En parallèle, la confiance dans l’article V de l’OTAN, socle historique de la sécurité de la région, s’est érodée. Après avoir subi le choc économique de la guerre, violent pour ces petites économies, l’avenir de ces pays dépend de la nature des nouveaux équilibres de sécurité qui pourront être construits en Europe.

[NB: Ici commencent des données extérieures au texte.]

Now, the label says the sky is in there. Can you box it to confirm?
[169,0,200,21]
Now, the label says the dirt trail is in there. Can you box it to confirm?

Les efforts financiers et humains en cours pour développer des capacités de dissuasion propres, à l’échelle balte et européenne, sont donc nécessaires.
Au-delà du militaire, la dissuasion nécessite une forme de dialogue avec l’ennemi, qui permet d’être pris au sérieux, tout en évitant le dilemme de sécurité (perception par l’autre que le réarmement a des visées agressives).
Ce dialogue, aujourd’hui impossible avec la Russie, est la grande inconnue des prochaines années. Cette fenêtre d’incertitude pèsera sur les économies baltes, surtout par le biais du financement, frein structurel dans ces économies pourtant dynamiques et innovantes.
Depuis le début de la guerre en Ukraine, l’espace Baltique est là où la position stratégique russe s’est, sans doute, le plus détériorée, et continuera de se détériorer à mesure que pays baltes et nordiques se réarment. C’est donc aussi là que Moscou mène la guerre hybride la plus intense. Cette intensification et généralisation de la guerre hybride s’apparente à un « new normal » de la vie économique et politique de ces régions.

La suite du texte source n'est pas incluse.